17th International Roundtable on Business Survey Frames
Rome – Italy 26 – 31 October 2003
Session No7
D. Filipponi, C. Viviano, Istat, Italy
Improving the coverage of the Economic Census by integrating the Business Register: a method to measure under-over coverage in the two sources

1. Introduction

The structure of the Italian economic system in terms of number of active enterprises, economic activity, size and geographic distribution is strictly dependent on the tool used to exhaustively enumerate units. A coverage error, that occur when a unit is missed by the survey or enumerated in error, is one of the most relevant type since it affects not only the count of universe but also the accuracy of data in relation to the characteristics of such universe.

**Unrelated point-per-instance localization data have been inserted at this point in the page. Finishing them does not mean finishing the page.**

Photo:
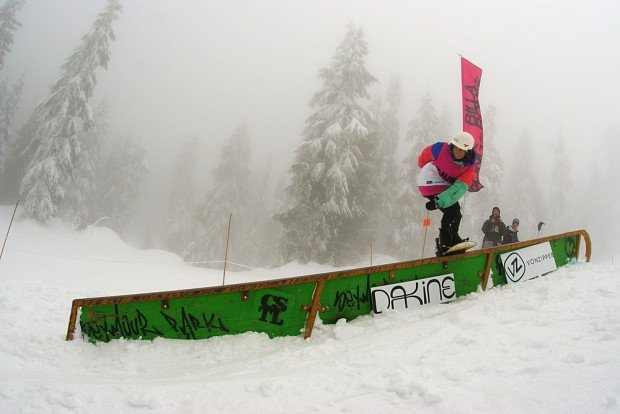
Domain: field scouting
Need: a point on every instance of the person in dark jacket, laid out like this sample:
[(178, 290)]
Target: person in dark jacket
[(511, 235), (493, 229)]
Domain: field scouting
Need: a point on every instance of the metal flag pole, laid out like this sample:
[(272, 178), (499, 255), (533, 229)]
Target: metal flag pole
[(426, 224), (226, 254)]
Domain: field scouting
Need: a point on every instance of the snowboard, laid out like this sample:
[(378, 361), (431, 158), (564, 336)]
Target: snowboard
[(460, 248)]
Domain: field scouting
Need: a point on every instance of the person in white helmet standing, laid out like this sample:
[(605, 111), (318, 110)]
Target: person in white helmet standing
[(447, 171)]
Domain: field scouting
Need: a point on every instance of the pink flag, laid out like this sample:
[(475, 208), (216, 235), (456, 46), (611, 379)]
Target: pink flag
[(472, 118)]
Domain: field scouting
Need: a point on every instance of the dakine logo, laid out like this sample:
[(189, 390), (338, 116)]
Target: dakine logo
[(407, 295), (272, 305), (514, 266)]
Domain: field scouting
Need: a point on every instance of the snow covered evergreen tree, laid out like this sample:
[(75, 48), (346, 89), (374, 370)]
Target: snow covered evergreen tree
[(230, 194), (78, 205), (263, 231), (523, 195), (331, 177), (8, 24), (477, 206), (120, 180), (181, 222), (562, 190), (50, 140), (423, 130), (9, 102), (385, 169)]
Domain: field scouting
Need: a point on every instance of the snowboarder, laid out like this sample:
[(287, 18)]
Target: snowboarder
[(493, 229), (511, 235), (447, 171)]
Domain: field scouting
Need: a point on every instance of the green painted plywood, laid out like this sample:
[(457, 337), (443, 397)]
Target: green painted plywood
[(275, 311)]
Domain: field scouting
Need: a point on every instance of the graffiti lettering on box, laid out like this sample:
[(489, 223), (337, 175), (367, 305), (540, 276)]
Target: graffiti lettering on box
[(271, 305), (124, 326), (190, 324)]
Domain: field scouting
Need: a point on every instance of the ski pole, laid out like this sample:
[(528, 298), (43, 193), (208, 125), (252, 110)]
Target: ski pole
[(226, 254), (8, 230), (426, 223)]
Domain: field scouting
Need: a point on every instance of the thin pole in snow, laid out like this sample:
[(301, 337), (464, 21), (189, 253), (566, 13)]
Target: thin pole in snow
[(426, 224), (226, 254), (8, 230)]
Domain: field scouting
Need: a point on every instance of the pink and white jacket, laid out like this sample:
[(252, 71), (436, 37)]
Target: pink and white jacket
[(440, 169)]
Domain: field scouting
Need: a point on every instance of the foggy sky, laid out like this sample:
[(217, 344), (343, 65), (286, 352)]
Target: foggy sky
[(200, 68)]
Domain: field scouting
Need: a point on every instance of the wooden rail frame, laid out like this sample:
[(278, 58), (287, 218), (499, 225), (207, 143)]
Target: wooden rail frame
[(319, 279)]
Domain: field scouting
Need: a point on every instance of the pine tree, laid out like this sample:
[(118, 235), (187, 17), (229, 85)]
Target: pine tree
[(263, 231), (330, 177), (384, 213), (9, 102), (8, 24), (181, 223), (78, 206), (50, 138), (120, 180), (229, 195), (423, 130), (477, 206), (562, 189), (523, 196)]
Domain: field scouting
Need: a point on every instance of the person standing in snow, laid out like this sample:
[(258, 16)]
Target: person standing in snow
[(493, 229), (447, 171), (511, 235)]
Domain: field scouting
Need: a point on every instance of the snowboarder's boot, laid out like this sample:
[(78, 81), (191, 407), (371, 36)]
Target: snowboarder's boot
[(443, 242), (453, 234)]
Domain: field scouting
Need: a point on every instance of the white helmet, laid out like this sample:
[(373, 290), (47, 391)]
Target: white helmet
[(464, 141)]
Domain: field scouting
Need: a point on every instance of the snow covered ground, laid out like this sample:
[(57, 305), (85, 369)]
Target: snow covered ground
[(550, 345)]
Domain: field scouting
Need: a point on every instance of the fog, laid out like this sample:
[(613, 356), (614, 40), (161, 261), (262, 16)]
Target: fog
[(200, 68)]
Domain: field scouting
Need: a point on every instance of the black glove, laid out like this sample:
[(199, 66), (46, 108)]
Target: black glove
[(431, 205)]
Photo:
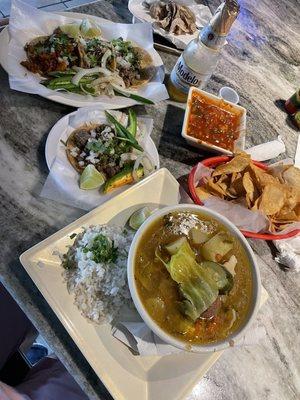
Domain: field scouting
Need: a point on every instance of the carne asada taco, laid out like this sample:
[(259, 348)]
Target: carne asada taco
[(76, 61), (112, 150)]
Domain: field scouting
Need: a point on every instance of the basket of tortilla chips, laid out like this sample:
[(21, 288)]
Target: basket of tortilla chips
[(264, 202)]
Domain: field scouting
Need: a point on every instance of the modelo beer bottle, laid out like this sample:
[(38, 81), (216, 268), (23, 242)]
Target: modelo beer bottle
[(198, 61)]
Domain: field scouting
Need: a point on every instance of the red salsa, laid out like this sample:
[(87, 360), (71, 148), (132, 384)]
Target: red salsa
[(213, 121)]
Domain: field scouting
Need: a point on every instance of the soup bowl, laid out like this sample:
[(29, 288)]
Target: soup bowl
[(152, 324)]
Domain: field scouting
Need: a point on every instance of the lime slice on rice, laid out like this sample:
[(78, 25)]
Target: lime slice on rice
[(91, 178), (139, 217), (72, 30)]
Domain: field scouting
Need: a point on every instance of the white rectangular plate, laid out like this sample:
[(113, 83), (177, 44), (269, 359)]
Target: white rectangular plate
[(126, 376)]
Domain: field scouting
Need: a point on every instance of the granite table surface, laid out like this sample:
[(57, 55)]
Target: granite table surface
[(261, 61)]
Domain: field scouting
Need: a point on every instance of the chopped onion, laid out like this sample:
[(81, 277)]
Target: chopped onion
[(88, 71), (103, 79), (127, 157), (105, 56), (144, 160)]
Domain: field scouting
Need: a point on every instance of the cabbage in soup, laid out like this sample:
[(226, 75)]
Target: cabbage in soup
[(193, 277)]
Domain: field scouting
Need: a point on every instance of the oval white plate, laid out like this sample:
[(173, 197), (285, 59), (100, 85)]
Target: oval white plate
[(72, 99), (141, 14), (67, 179)]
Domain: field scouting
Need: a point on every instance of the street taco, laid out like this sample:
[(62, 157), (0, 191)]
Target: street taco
[(81, 61)]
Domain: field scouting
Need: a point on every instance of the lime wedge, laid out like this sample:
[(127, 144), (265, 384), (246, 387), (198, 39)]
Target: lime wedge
[(91, 178), (71, 30), (139, 217), (89, 30)]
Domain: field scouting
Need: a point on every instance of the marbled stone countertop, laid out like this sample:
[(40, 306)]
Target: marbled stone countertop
[(261, 61)]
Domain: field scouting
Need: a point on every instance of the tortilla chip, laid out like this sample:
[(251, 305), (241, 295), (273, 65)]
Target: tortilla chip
[(213, 187), (236, 187), (256, 204), (236, 164), (202, 193), (291, 176), (251, 192), (272, 199)]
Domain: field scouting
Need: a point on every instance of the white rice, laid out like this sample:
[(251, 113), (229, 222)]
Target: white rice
[(100, 289)]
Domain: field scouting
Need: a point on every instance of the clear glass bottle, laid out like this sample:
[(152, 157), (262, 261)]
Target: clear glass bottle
[(198, 61)]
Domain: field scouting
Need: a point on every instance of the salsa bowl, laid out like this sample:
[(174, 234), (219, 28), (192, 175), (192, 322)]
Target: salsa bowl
[(212, 113), (182, 341)]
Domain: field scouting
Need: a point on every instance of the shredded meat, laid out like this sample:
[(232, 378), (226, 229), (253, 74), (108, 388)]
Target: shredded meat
[(81, 138), (174, 18)]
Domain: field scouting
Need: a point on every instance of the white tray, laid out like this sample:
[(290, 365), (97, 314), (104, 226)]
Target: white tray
[(126, 376)]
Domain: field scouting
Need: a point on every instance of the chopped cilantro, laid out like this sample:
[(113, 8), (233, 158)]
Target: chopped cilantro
[(96, 146), (103, 249)]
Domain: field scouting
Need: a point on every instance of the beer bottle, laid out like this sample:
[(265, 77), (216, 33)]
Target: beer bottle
[(198, 61)]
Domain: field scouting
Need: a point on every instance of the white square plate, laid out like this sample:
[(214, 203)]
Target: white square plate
[(235, 109), (126, 376)]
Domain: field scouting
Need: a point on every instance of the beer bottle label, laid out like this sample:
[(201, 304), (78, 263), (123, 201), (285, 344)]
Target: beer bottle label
[(184, 77)]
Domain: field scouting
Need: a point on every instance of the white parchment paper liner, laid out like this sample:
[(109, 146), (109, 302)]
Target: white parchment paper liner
[(202, 13), (239, 215), (27, 22), (62, 183)]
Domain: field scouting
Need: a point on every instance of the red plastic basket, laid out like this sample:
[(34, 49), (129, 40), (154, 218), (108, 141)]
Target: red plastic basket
[(214, 162)]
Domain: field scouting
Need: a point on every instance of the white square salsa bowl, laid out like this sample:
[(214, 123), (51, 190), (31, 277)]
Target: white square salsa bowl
[(221, 103)]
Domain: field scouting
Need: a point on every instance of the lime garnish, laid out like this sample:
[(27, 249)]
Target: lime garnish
[(89, 30), (91, 178), (71, 30), (139, 217)]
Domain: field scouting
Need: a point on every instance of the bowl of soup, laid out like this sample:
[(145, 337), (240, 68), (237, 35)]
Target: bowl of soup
[(193, 278)]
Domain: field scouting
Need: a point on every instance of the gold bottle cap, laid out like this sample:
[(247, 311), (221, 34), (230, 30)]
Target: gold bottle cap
[(224, 17)]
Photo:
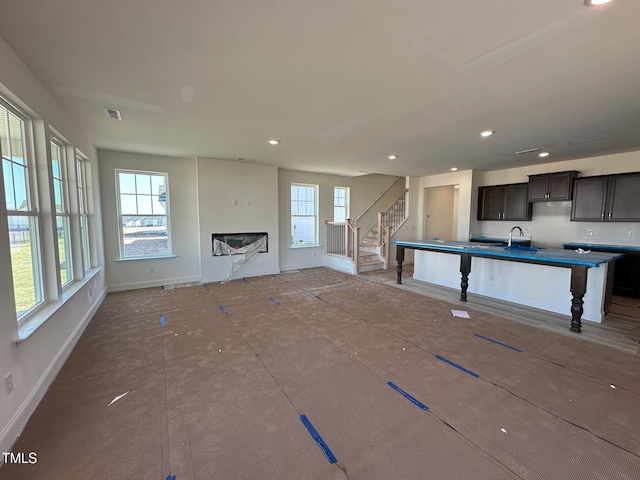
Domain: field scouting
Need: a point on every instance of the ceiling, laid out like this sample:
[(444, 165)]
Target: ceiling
[(342, 83)]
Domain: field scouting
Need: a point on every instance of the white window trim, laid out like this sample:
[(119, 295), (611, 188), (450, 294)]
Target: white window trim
[(167, 214)]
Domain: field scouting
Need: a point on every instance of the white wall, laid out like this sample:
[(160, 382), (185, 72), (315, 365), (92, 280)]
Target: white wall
[(36, 361), (363, 190), (236, 197), (130, 274), (551, 224)]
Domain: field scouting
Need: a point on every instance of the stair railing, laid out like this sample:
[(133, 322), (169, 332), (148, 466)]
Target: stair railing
[(343, 239), (388, 223)]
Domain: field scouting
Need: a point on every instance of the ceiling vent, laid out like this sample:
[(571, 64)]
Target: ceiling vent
[(113, 113)]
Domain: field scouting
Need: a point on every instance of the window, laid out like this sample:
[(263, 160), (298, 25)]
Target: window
[(143, 214), (82, 182), (60, 195), (304, 214), (340, 204), (22, 212)]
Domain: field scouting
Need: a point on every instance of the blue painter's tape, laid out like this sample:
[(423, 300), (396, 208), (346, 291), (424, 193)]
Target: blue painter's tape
[(413, 400), (498, 343), (459, 367), (316, 436)]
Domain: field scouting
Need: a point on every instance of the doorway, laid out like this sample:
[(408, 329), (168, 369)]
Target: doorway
[(441, 212)]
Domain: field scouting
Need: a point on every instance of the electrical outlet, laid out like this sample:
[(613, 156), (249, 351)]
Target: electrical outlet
[(8, 381)]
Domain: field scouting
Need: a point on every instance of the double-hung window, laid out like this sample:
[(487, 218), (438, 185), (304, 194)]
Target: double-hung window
[(340, 204), (304, 214), (62, 213), (18, 174), (82, 182), (143, 214)]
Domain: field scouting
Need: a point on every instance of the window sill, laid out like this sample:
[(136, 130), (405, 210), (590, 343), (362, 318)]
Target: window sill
[(29, 325), (134, 259)]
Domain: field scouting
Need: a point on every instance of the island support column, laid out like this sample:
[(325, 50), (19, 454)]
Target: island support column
[(399, 259), (578, 289), (465, 269)]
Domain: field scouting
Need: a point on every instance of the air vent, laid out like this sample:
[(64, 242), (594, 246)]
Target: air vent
[(113, 113), (531, 150)]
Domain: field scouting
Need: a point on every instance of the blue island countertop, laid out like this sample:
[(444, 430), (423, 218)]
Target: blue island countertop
[(600, 246), (542, 255)]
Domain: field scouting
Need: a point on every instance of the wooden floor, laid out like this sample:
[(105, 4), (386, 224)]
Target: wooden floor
[(318, 375)]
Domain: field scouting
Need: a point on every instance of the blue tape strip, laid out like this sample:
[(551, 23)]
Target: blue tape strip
[(413, 400), (497, 342), (459, 367), (316, 436)]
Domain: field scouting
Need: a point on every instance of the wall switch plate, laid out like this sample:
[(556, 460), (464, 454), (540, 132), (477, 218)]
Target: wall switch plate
[(8, 381)]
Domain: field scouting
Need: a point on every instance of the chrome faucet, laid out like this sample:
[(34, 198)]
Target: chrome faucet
[(511, 235)]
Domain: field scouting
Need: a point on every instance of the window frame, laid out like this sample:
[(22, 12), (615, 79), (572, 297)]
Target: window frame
[(346, 205), (119, 214), (315, 215), (32, 211)]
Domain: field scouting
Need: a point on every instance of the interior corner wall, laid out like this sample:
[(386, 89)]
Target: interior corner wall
[(183, 218), (465, 181), (237, 197), (35, 363)]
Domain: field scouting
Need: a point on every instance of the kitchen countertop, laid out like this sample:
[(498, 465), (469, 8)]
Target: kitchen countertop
[(603, 246), (541, 255)]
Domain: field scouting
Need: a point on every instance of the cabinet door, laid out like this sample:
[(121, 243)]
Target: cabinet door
[(560, 186), (538, 188), (490, 203), (516, 202), (589, 199), (624, 198)]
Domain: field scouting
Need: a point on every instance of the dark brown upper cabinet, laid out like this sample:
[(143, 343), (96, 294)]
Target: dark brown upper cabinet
[(504, 202), (610, 198), (551, 187)]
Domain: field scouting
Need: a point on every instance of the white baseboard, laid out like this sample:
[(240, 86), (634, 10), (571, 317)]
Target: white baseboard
[(16, 425), (155, 283)]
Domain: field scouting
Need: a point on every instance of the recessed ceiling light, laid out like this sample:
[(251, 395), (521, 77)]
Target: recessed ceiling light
[(595, 3)]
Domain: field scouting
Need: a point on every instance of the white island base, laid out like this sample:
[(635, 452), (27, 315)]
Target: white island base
[(538, 286)]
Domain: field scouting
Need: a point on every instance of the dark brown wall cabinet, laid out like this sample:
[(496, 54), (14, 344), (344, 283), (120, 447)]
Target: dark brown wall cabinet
[(504, 202), (610, 198), (550, 187)]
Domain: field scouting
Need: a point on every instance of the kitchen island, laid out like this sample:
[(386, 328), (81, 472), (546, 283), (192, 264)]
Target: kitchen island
[(523, 275)]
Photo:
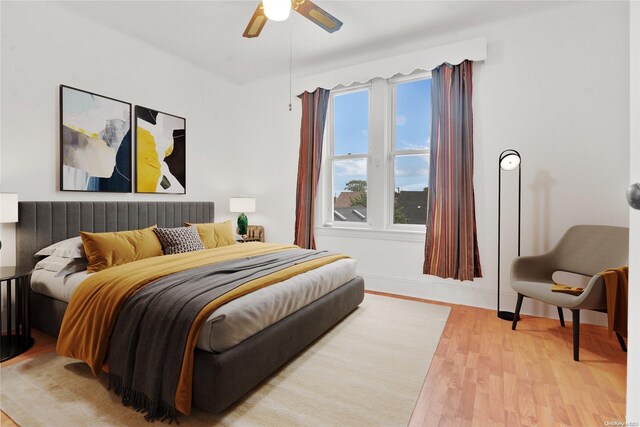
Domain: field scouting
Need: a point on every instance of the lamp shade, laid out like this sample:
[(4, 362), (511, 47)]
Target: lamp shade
[(8, 207), (277, 10), (242, 204), (509, 160)]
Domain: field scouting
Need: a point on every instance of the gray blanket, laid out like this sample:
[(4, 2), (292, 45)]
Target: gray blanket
[(149, 339)]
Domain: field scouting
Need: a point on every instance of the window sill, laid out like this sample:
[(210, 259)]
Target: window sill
[(368, 233)]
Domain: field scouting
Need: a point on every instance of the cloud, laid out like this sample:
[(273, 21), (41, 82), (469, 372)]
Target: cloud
[(411, 172), (413, 187), (351, 167), (409, 146)]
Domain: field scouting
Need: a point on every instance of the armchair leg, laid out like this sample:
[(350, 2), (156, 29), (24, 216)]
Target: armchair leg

BR provides the frame describing the universe of active enterprises. Based on the use of administrative sources covering business information, active statistical units and related characters are the result of a conceptual and physical integration process and of methodologies developed to estimate and choose the characters of statistical units. Over-coverage errors are a typical feature of data collected through administrative sources, therefore BR requires updated and monitored archives especially with regard to the activity status of units. The cross matching of several sources can contribute to reduce errors generally due to the time lag between the formal registration of an activity and its actual state of activity (either for delays in cancellation of ceased units or in the actual start-up of an activity after its registration). As opposite, under coverage errors relates to the missing recording of legal subjects due to evasion, delays and the existence of thresholds in some administrative sources.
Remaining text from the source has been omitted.